Neuroscience is still in comparative infancy. But already the clear indications are that significant events in your life, including significant choices you make about how you behave, create new information pathways and patterns within your brain. It isn't just that new patterns of wiring are being put down all the time, corresponding to the choices we make and the behaviors we adopt -- though behavior is, of course, massively habit-forming. Parts of the brain actually become physically enlarged when an individual's behavior regularly exercises them.

Take, for example, the simple act of smiling. According to Andrew Newberg, M.D., director of the Center of Spirituality and the Mind at the University of Pennsylvania and co-author of the book, "How God Changes Your Brain," smiling stimulates brain circuits that promote empathy.
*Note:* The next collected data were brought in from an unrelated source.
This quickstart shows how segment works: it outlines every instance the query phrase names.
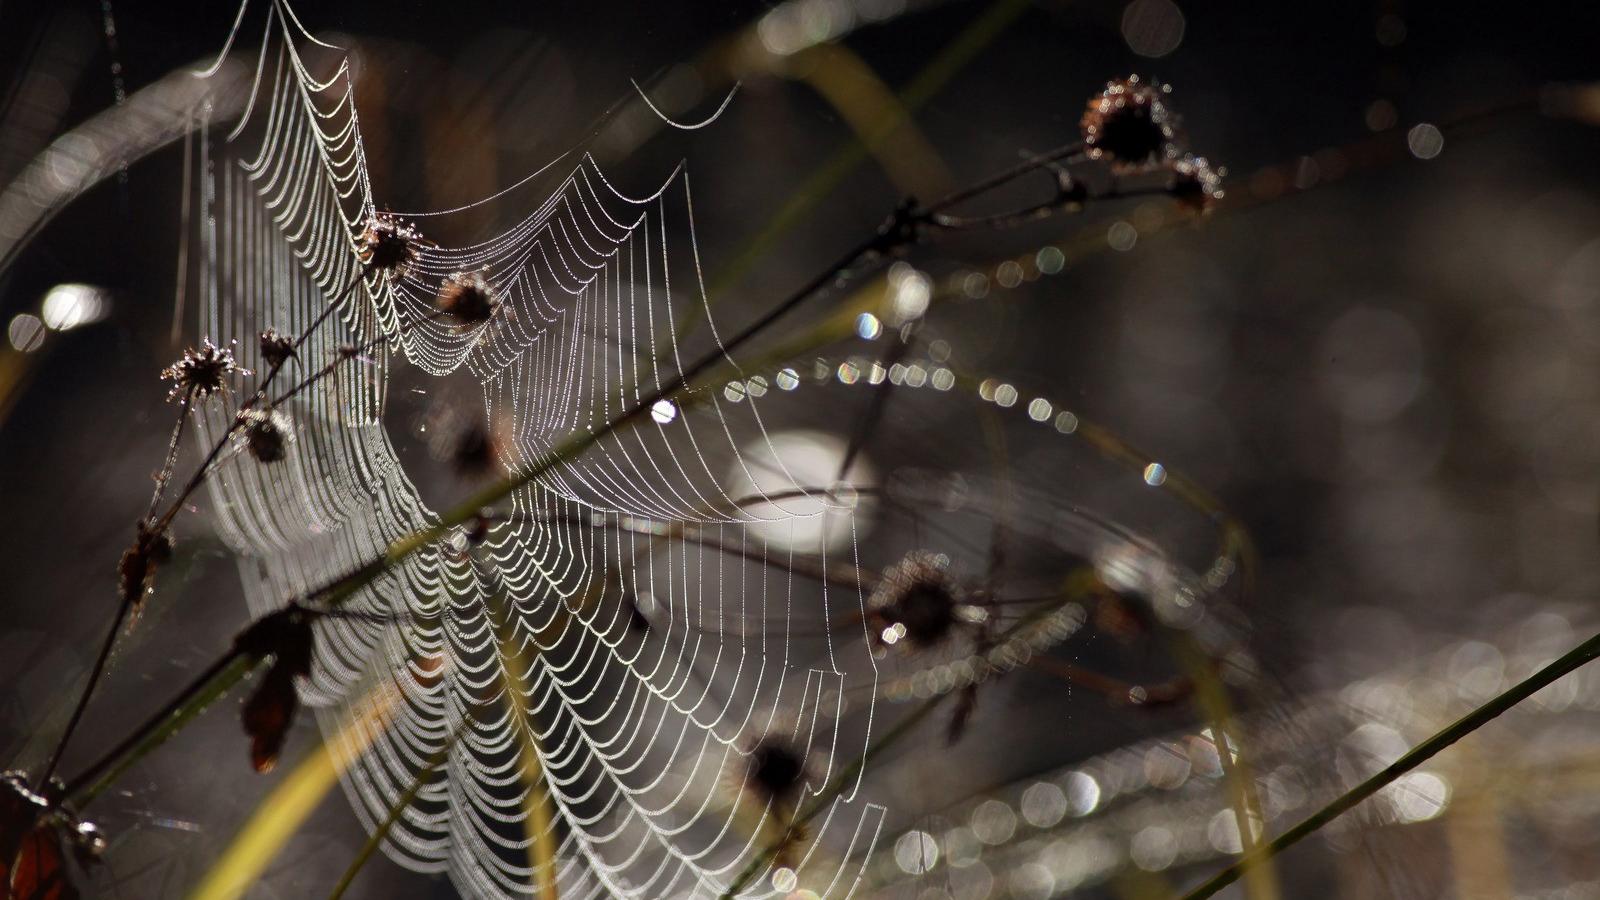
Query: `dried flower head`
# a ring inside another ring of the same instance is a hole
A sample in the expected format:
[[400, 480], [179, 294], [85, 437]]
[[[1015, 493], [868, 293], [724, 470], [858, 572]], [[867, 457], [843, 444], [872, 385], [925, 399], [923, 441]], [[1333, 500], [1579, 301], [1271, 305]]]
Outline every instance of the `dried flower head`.
[[380, 212], [367, 218], [358, 252], [368, 269], [383, 273], [390, 281], [399, 281], [417, 261], [417, 249], [424, 243], [422, 232], [411, 223]]
[[800, 801], [817, 774], [804, 745], [781, 731], [768, 732], [750, 745], [744, 766], [733, 774], [738, 794], [752, 811], [764, 813], [761, 839], [777, 847], [774, 862], [792, 865], [807, 837], [805, 824], [796, 821]]
[[1137, 75], [1109, 82], [1089, 101], [1079, 123], [1089, 156], [1143, 165], [1175, 155], [1177, 116], [1166, 104], [1169, 91], [1166, 85], [1145, 83]]
[[183, 351], [177, 362], [161, 370], [161, 377], [173, 382], [167, 400], [182, 398], [185, 403], [226, 391], [229, 377], [249, 374], [249, 369], [234, 361], [231, 343], [218, 347], [210, 338], [202, 340], [198, 350], [190, 347]]
[[289, 727], [294, 724], [299, 706], [294, 681], [311, 674], [314, 615], [291, 603], [257, 619], [234, 639], [234, 649], [246, 657], [272, 658], [260, 686], [240, 711], [244, 732], [250, 737], [250, 764], [257, 772], [269, 772], [277, 765]]
[[458, 272], [439, 285], [439, 309], [463, 325], [489, 321], [498, 305], [494, 289], [477, 272]]
[[276, 328], [261, 332], [261, 359], [274, 368], [294, 356], [294, 338], [280, 334]]
[[172, 558], [172, 538], [149, 522], [135, 527], [133, 544], [117, 562], [117, 595], [129, 605], [129, 621], [139, 615], [144, 598], [154, 589], [156, 569]]
[[477, 478], [491, 474], [500, 458], [500, 448], [494, 435], [481, 424], [473, 424], [456, 438], [450, 463], [463, 478]]
[[1209, 212], [1222, 199], [1222, 170], [1213, 168], [1203, 156], [1185, 156], [1172, 164], [1172, 184], [1168, 193], [1179, 204], [1197, 213]]
[[244, 420], [245, 447], [264, 463], [281, 461], [294, 440], [294, 424], [276, 409], [251, 409], [240, 415]]
[[804, 752], [787, 740], [767, 735], [750, 748], [745, 760], [744, 789], [757, 800], [793, 809], [806, 786]]
[[880, 646], [904, 640], [922, 649], [955, 633], [966, 621], [965, 605], [944, 557], [919, 550], [884, 570], [867, 601], [867, 621]]

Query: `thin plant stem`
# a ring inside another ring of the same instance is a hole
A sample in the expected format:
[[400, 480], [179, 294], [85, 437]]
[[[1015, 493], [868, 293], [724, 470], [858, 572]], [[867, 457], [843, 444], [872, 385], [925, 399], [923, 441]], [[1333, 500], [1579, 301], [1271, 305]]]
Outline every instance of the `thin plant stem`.
[[901, 718], [900, 721], [894, 723], [894, 727], [885, 732], [877, 743], [868, 747], [865, 752], [855, 758], [854, 762], [839, 772], [833, 781], [823, 788], [821, 793], [812, 797], [811, 802], [801, 808], [794, 818], [784, 823], [785, 833], [778, 840], [768, 844], [760, 853], [751, 857], [750, 862], [745, 864], [745, 867], [739, 871], [739, 874], [723, 890], [722, 900], [730, 900], [730, 898], [748, 887], [750, 882], [761, 874], [761, 870], [778, 855], [784, 845], [792, 840], [794, 834], [803, 828], [806, 823], [816, 818], [823, 810], [827, 809], [828, 804], [832, 803], [836, 797], [849, 788], [851, 782], [856, 780], [867, 763], [871, 762], [878, 754], [899, 743], [902, 738], [910, 734], [912, 729], [921, 724], [922, 720], [931, 715], [939, 707], [939, 704], [949, 696], [951, 696], [949, 692], [935, 694], [923, 701], [920, 706]]
[[342, 364], [344, 364], [344, 363], [346, 363], [346, 362], [348, 362], [348, 361], [350, 361], [352, 359], [355, 359], [357, 357], [365, 356], [369, 352], [377, 349], [378, 347], [383, 346], [384, 344], [389, 343], [390, 341], [394, 340], [395, 338], [398, 338], [400, 335], [405, 334], [406, 332], [408, 332], [411, 329], [417, 327], [418, 325], [421, 325], [424, 322], [434, 322], [434, 321], [437, 321], [439, 319], [444, 318], [445, 316], [447, 316], [449, 314], [450, 313], [447, 312], [446, 310], [436, 309], [433, 312], [428, 313], [427, 315], [423, 316], [420, 319], [412, 319], [410, 322], [407, 322], [406, 324], [404, 324], [404, 325], [400, 326], [399, 328], [395, 329], [393, 334], [386, 334], [386, 335], [383, 335], [382, 337], [376, 337], [376, 338], [373, 338], [370, 341], [367, 341], [365, 344], [360, 344], [360, 345], [357, 345], [357, 346], [354, 346], [354, 347], [350, 347], [350, 348], [345, 349], [345, 350], [341, 350], [339, 352], [339, 355], [332, 362], [330, 362], [327, 365], [323, 366], [322, 368], [318, 369], [315, 373], [307, 376], [299, 384], [296, 384], [294, 387], [291, 387], [287, 391], [284, 391], [282, 394], [279, 394], [277, 399], [273, 400], [272, 403], [270, 404], [270, 406], [271, 407], [276, 407], [276, 406], [280, 406], [280, 405], [282, 405], [284, 403], [287, 403], [288, 401], [290, 401], [290, 400], [294, 399], [295, 397], [299, 396], [301, 394], [301, 392], [305, 391], [307, 388], [310, 388], [312, 385], [316, 384], [317, 382], [321, 381], [322, 379], [327, 378], [329, 375], [332, 375], [334, 372], [338, 371], [338, 368], [339, 368], [340, 365], [342, 365]]
[[1349, 812], [1361, 801], [1393, 784], [1400, 776], [1437, 756], [1446, 747], [1482, 728], [1501, 713], [1550, 686], [1563, 676], [1588, 665], [1596, 657], [1600, 657], [1600, 634], [1589, 638], [1554, 662], [1517, 682], [1504, 693], [1445, 726], [1432, 737], [1411, 748], [1405, 755], [1384, 767], [1376, 775], [1361, 782], [1327, 806], [1307, 816], [1293, 828], [1261, 845], [1256, 852], [1246, 854], [1232, 865], [1206, 879], [1198, 887], [1184, 894], [1182, 900], [1203, 900], [1205, 897], [1213, 896], [1218, 891], [1238, 881], [1250, 867], [1277, 856], [1284, 850], [1317, 833], [1323, 826]]
[[194, 391], [183, 398], [183, 404], [178, 409], [178, 421], [172, 426], [172, 437], [167, 441], [167, 457], [161, 463], [161, 471], [156, 475], [156, 487], [150, 494], [150, 506], [144, 511], [146, 521], [156, 514], [156, 507], [161, 505], [161, 495], [167, 492], [167, 483], [172, 480], [172, 470], [178, 465], [178, 447], [183, 443], [183, 426], [189, 422], [189, 404], [194, 402]]
[[389, 807], [389, 814], [384, 816], [383, 821], [378, 823], [378, 827], [372, 829], [372, 834], [367, 836], [366, 843], [362, 844], [361, 849], [356, 852], [356, 858], [350, 861], [350, 865], [345, 868], [344, 874], [339, 877], [339, 882], [333, 886], [333, 891], [328, 894], [328, 900], [339, 900], [344, 896], [345, 891], [350, 889], [350, 885], [356, 880], [356, 875], [360, 874], [362, 868], [366, 866], [367, 860], [371, 859], [372, 854], [377, 852], [379, 845], [389, 836], [389, 832], [394, 830], [395, 823], [400, 821], [400, 817], [405, 815], [405, 811], [411, 808], [412, 803], [416, 802], [417, 796], [422, 793], [422, 789], [427, 787], [428, 778], [450, 758], [450, 752], [455, 749], [456, 744], [460, 742], [461, 736], [465, 733], [466, 725], [463, 724], [461, 728], [456, 730], [455, 734], [451, 735], [450, 740], [446, 741], [444, 746], [434, 751], [434, 754], [423, 763], [422, 770], [417, 772], [417, 777], [406, 788], [405, 792], [400, 795], [399, 799], [395, 800], [394, 805]]
[[1063, 144], [1054, 150], [1047, 150], [1044, 153], [1030, 156], [1029, 158], [1017, 163], [1009, 169], [997, 172], [996, 174], [991, 175], [982, 181], [974, 182], [973, 184], [964, 187], [961, 190], [939, 198], [936, 202], [927, 207], [927, 212], [930, 215], [944, 212], [951, 207], [965, 203], [966, 201], [977, 197], [979, 194], [986, 194], [995, 188], [1010, 184], [1024, 175], [1029, 175], [1041, 169], [1051, 168], [1056, 163], [1073, 159], [1082, 153], [1083, 141], [1073, 141], [1070, 144]]
[[[155, 515], [156, 507], [161, 503], [161, 495], [166, 493], [167, 482], [172, 480], [172, 469], [178, 462], [178, 447], [183, 441], [183, 426], [189, 421], [189, 402], [193, 397], [194, 392], [190, 391], [189, 396], [184, 398], [183, 408], [178, 411], [178, 421], [172, 426], [172, 437], [167, 441], [167, 457], [161, 465], [161, 472], [156, 476], [155, 491], [150, 495], [150, 508], [144, 514], [144, 521], [149, 521], [150, 517]], [[49, 759], [45, 760], [44, 768], [39, 772], [38, 787], [41, 792], [49, 786], [51, 776], [55, 775], [56, 767], [61, 764], [61, 755], [67, 751], [68, 742], [72, 740], [73, 733], [83, 721], [83, 714], [89, 708], [89, 698], [94, 696], [94, 689], [100, 684], [106, 667], [111, 663], [111, 650], [117, 644], [117, 635], [122, 632], [122, 623], [128, 620], [128, 613], [132, 611], [137, 596], [129, 594], [117, 603], [116, 614], [111, 617], [111, 630], [106, 632], [106, 638], [100, 644], [100, 652], [94, 658], [94, 665], [89, 667], [89, 680], [78, 693], [78, 702], [72, 707], [72, 715], [67, 719], [67, 726], [61, 730], [61, 737], [56, 740], [55, 749], [50, 752]]]
[[172, 702], [163, 706], [82, 774], [67, 782], [62, 791], [63, 799], [76, 799], [80, 805], [93, 800], [129, 766], [176, 734], [206, 706], [242, 681], [258, 662], [235, 648], [207, 666]]

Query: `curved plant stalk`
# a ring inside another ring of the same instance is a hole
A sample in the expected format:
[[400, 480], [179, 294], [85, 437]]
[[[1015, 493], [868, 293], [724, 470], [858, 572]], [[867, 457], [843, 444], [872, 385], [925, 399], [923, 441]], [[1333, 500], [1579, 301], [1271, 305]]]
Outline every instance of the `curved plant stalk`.
[[387, 687], [363, 697], [339, 731], [319, 744], [256, 807], [190, 893], [190, 900], [232, 900], [255, 884], [262, 870], [333, 790], [344, 770], [387, 727], [389, 712], [398, 699], [398, 692]]
[[1182, 900], [1203, 900], [1238, 881], [1251, 867], [1260, 865], [1293, 847], [1305, 838], [1316, 834], [1323, 826], [1349, 812], [1361, 801], [1388, 787], [1400, 776], [1422, 765], [1441, 750], [1499, 716], [1506, 710], [1528, 699], [1565, 675], [1588, 665], [1600, 657], [1600, 634], [1589, 638], [1554, 662], [1517, 682], [1504, 693], [1467, 713], [1436, 732], [1432, 737], [1411, 748], [1409, 752], [1390, 763], [1382, 771], [1345, 792], [1327, 806], [1306, 817], [1299, 824], [1262, 845], [1255, 853], [1228, 866], [1206, 879], [1198, 887], [1183, 895]]

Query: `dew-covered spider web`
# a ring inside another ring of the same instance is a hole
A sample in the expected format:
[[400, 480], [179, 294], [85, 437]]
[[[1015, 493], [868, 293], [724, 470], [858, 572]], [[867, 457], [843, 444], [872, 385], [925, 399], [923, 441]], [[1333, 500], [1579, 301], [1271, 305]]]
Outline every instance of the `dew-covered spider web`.
[[[570, 435], [600, 430], [698, 354], [674, 331], [686, 308], [707, 303], [687, 170], [631, 195], [574, 152], [481, 201], [516, 210], [500, 233], [421, 244], [397, 278], [364, 273], [360, 236], [384, 205], [365, 164], [349, 62], [283, 2], [241, 7], [222, 55], [251, 53], [245, 115], [223, 125], [196, 111], [198, 330], [237, 337], [241, 362], [258, 372], [269, 365], [255, 335], [308, 334], [273, 394], [344, 360], [280, 405], [292, 423], [283, 461], [235, 452], [208, 481], [252, 613], [305, 596], [439, 520], [384, 423], [399, 367], [470, 376], [477, 396], [458, 418], [486, 423], [499, 451], [495, 477], [541, 471], [486, 514], [479, 533], [465, 528], [406, 557], [319, 621], [303, 695], [351, 759], [342, 780], [363, 824], [375, 830], [403, 807], [385, 852], [416, 871], [447, 872], [473, 897], [525, 897], [552, 884], [563, 898], [718, 896], [752, 864], [758, 877], [746, 896], [857, 892], [888, 816], [867, 800], [856, 765], [886, 727], [874, 700], [971, 688], [1065, 640], [1085, 618], [1066, 604], [1026, 627], [1001, 627], [1016, 616], [996, 606], [983, 632], [993, 639], [950, 642], [902, 665], [884, 660], [885, 636], [867, 627], [881, 579], [864, 573], [933, 534], [948, 538], [946, 553], [964, 550], [978, 566], [987, 559], [991, 571], [1003, 557], [1016, 577], [1034, 552], [1049, 563], [1038, 588], [1048, 591], [1063, 550], [1115, 576], [1129, 536], [1075, 508], [1029, 504], [1015, 485], [971, 481], [958, 505], [979, 524], [925, 531], [904, 510], [954, 510], [947, 479], [879, 484], [865, 462], [819, 468], [812, 451], [827, 440], [780, 432], [763, 417], [777, 403], [792, 411], [804, 402], [816, 404], [806, 408], [812, 419], [837, 418], [846, 404], [810, 398], [811, 385], [886, 390], [889, 368], [899, 370], [893, 384], [921, 398], [904, 401], [913, 409], [978, 399], [952, 392], [949, 370], [930, 376], [920, 365], [816, 360], [815, 373], [742, 372], [726, 389], [663, 401], [642, 424], [558, 457]], [[478, 205], [406, 218], [426, 233]], [[460, 273], [492, 286], [499, 303], [487, 322], [436, 316], [441, 280]], [[1076, 428], [1043, 398], [1011, 405], [999, 403], [1020, 427], [1055, 439]], [[955, 415], [970, 431], [972, 414]], [[227, 416], [212, 401], [204, 434], [215, 440]], [[1046, 475], [1078, 474], [1052, 457], [1019, 455], [1014, 465], [1038, 469], [1036, 491]], [[869, 510], [906, 545], [860, 558]], [[1002, 517], [1004, 533], [983, 531]], [[1207, 546], [1196, 570], [1214, 560], [1209, 581], [1170, 576], [1160, 592], [1214, 589], [1233, 552]], [[1131, 582], [1149, 574], [1122, 573]], [[382, 727], [346, 728], [373, 697], [384, 698]], [[759, 789], [772, 746], [799, 761], [798, 796]], [[813, 801], [818, 814], [788, 829]]]
[[[355, 242], [379, 209], [348, 63], [319, 77], [307, 55], [335, 51], [282, 3], [241, 9], [225, 53], [246, 52], [263, 18], [246, 116], [199, 142], [203, 334], [306, 332], [361, 277]], [[282, 384], [341, 346], [395, 340], [284, 404], [294, 439], [283, 463], [233, 462], [212, 479], [254, 613], [436, 521], [381, 421], [402, 361], [471, 373], [475, 415], [510, 472], [548, 461], [564, 437], [599, 428], [686, 364], [670, 323], [681, 304], [704, 302], [686, 173], [647, 196], [617, 190], [586, 155], [544, 175], [553, 187], [502, 233], [423, 246], [404, 277], [361, 280]], [[425, 230], [434, 216], [411, 218]], [[492, 284], [494, 318], [422, 321], [440, 279], [461, 272]], [[254, 347], [240, 352], [267, 368]], [[737, 441], [763, 434], [759, 404], [707, 402], [709, 417], [663, 405], [644, 427], [603, 437], [497, 507], [481, 544], [460, 535], [414, 554], [319, 627], [304, 693], [329, 735], [375, 688], [397, 698], [370, 745], [347, 748], [344, 786], [369, 830], [444, 756], [385, 844], [401, 864], [447, 871], [470, 896], [528, 896], [551, 878], [536, 870], [544, 843], [562, 897], [714, 896], [783, 834], [769, 821], [782, 810], [740, 789], [758, 742], [808, 761], [808, 796], [861, 754], [867, 732], [839, 727], [833, 644], [862, 632], [836, 637], [828, 617], [862, 597], [768, 565], [787, 551], [752, 531], [804, 527], [832, 504], [786, 479], [774, 455], [749, 472], [754, 495], [775, 481], [802, 489], [752, 513], [725, 482], [740, 467]], [[219, 434], [223, 410], [210, 413], [206, 430]], [[837, 515], [848, 527], [848, 511]], [[791, 627], [820, 638], [801, 647]], [[872, 678], [870, 667], [851, 674]], [[856, 794], [848, 787], [814, 820], [780, 860], [780, 881], [850, 892], [849, 860], [881, 818]], [[774, 890], [771, 878], [751, 889]]]

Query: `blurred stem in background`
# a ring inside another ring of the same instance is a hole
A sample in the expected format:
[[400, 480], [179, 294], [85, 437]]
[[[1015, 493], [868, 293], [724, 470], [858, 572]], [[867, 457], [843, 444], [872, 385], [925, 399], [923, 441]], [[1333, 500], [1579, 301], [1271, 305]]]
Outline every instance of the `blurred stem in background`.
[[[880, 163], [896, 184], [913, 189], [937, 189], [946, 178], [944, 166], [927, 141], [916, 130], [911, 113], [920, 109], [950, 83], [960, 71], [977, 58], [978, 54], [1007, 27], [1015, 22], [1031, 4], [1028, 0], [996, 0], [972, 24], [968, 25], [949, 44], [933, 56], [922, 71], [911, 80], [896, 98], [872, 70], [856, 59], [848, 50], [836, 44], [818, 44], [801, 54], [815, 53], [823, 59], [774, 59], [765, 50], [746, 49], [743, 53], [729, 51], [731, 59], [723, 63], [725, 70], [739, 71], [745, 59], [766, 60], [767, 65], [781, 64], [779, 71], [803, 73], [830, 103], [833, 103], [845, 121], [856, 129], [856, 136], [846, 141], [821, 166], [805, 177], [789, 200], [768, 220], [762, 229], [750, 238], [744, 247], [711, 279], [706, 288], [704, 304], [689, 304], [678, 321], [677, 336], [681, 341], [704, 323], [708, 308], [716, 304], [743, 278], [755, 263], [778, 245], [790, 229], [805, 221], [824, 199], [832, 195], [844, 180], [862, 163], [878, 156]], [[753, 29], [752, 29], [753, 31]], [[750, 34], [746, 43], [756, 41]], [[740, 45], [736, 45], [738, 47]], [[758, 55], [759, 54], [759, 55]], [[801, 54], [796, 54], [800, 56]], [[829, 62], [854, 60], [843, 72], [827, 71]], [[813, 74], [814, 73], [814, 74]], [[897, 154], [910, 149], [909, 159]], [[897, 151], [891, 154], [887, 151]], [[931, 170], [928, 167], [933, 167]], [[914, 193], [907, 192], [911, 196]], [[937, 194], [924, 196], [941, 196]]]
[[1588, 665], [1596, 657], [1600, 657], [1600, 634], [1589, 638], [1554, 662], [1513, 685], [1509, 690], [1488, 703], [1445, 726], [1432, 737], [1411, 748], [1409, 752], [1399, 759], [1385, 766], [1371, 778], [1361, 782], [1334, 799], [1327, 806], [1312, 813], [1298, 825], [1268, 841], [1255, 853], [1246, 855], [1238, 862], [1228, 866], [1195, 889], [1184, 894], [1182, 900], [1204, 900], [1206, 897], [1213, 896], [1218, 891], [1238, 881], [1252, 867], [1260, 865], [1321, 831], [1323, 826], [1349, 812], [1361, 801], [1393, 784], [1400, 776], [1437, 756], [1440, 751], [1482, 728], [1501, 713], [1549, 687], [1558, 679]]

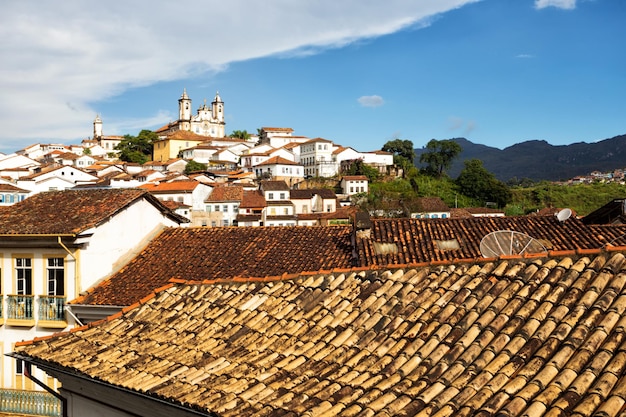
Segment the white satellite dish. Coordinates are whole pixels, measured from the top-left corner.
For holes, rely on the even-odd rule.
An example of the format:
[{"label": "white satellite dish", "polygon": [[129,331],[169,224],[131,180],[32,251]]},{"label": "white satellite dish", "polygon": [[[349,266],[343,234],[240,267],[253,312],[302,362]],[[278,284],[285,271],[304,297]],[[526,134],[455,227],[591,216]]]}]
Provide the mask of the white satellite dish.
[{"label": "white satellite dish", "polygon": [[560,222],[564,222],[565,220],[569,219],[571,215],[572,210],[564,208],[556,214],[556,218],[559,219]]},{"label": "white satellite dish", "polygon": [[541,242],[527,234],[498,230],[483,237],[480,241],[480,253],[483,258],[495,258],[500,255],[547,254],[548,250]]}]

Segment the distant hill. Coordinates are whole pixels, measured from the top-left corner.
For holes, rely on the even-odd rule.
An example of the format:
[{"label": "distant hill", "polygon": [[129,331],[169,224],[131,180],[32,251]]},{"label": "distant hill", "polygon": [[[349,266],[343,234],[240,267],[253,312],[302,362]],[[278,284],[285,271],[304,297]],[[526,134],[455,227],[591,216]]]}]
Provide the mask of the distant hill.
[{"label": "distant hill", "polygon": [[[530,178],[535,181],[567,180],[592,171],[609,172],[626,167],[626,135],[615,136],[594,143],[550,145],[544,140],[530,140],[505,149],[475,144],[465,138],[452,139],[461,145],[461,156],[448,171],[458,177],[463,162],[477,158],[485,168],[501,181],[511,178]],[[416,165],[425,148],[415,149]]]}]

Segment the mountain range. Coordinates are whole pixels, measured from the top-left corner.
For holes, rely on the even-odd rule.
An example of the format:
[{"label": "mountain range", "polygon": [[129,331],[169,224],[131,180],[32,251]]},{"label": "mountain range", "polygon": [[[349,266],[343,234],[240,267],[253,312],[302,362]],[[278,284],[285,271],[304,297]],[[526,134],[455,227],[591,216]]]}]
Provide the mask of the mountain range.
[{"label": "mountain range", "polygon": [[[458,177],[464,161],[480,159],[483,166],[501,181],[529,178],[533,181],[561,181],[587,175],[592,171],[610,172],[626,168],[626,134],[598,142],[550,145],[545,140],[529,140],[498,149],[473,143],[465,138],[451,139],[461,146],[461,154],[447,171]],[[419,167],[420,155],[426,148],[415,149]]]}]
According to Newberg's research, even looking at a picture of a smiling face can enhance feelings of empathy and happiness. Frowning, conversely, stimulates brain circuits that promote anger and disgust.

Or, if you want to stay intellectually sharp in your old age, Newberg says it's important to continually stimulate the neural connections throughout your frontal lobe. You do this by using your brain: reading books, taking a class, watching educational programs on TV, playing chess, attending a lecture ... all those things that can give you a headache if you don't take a snack break every two hours.

Newberg begins the third and final part of his book with a "Universal Serenity Prayer": "May I find the serenity of mind to accept the things about myself that can't be changed, the strength to change the things that can be changed, and the wisdom to know the difference." To assist us with the second part of the prayer, he then gives us eight ways we can exercise our brains (in order of least important to most important): smiling, staying intellectually active, consciously relaxing, yawning, meditating, exercising, talking to others, and having faith.

Why is faith number one? Writes Newberg:

Faith is embedded in our neurons and in our genes, and it is one of the most important principles to honor in our lives...The psychiatrist Vicktor Frankl, who was imprisoned with a Nazi death camp until the end of World War II, said that the single most important thing that kept a survivor alive was faith. If a prisoner lost faith in the future, he was doomed, because the will to live seldom returned.

Although Wright is a bishop and Newberg a neuroscientist, the two men argue a similar thesis: that with the right brain exercises, we can become better people, with greater character and virtue. And that God can do wonderful things with our brains if we don't mind working a little for it.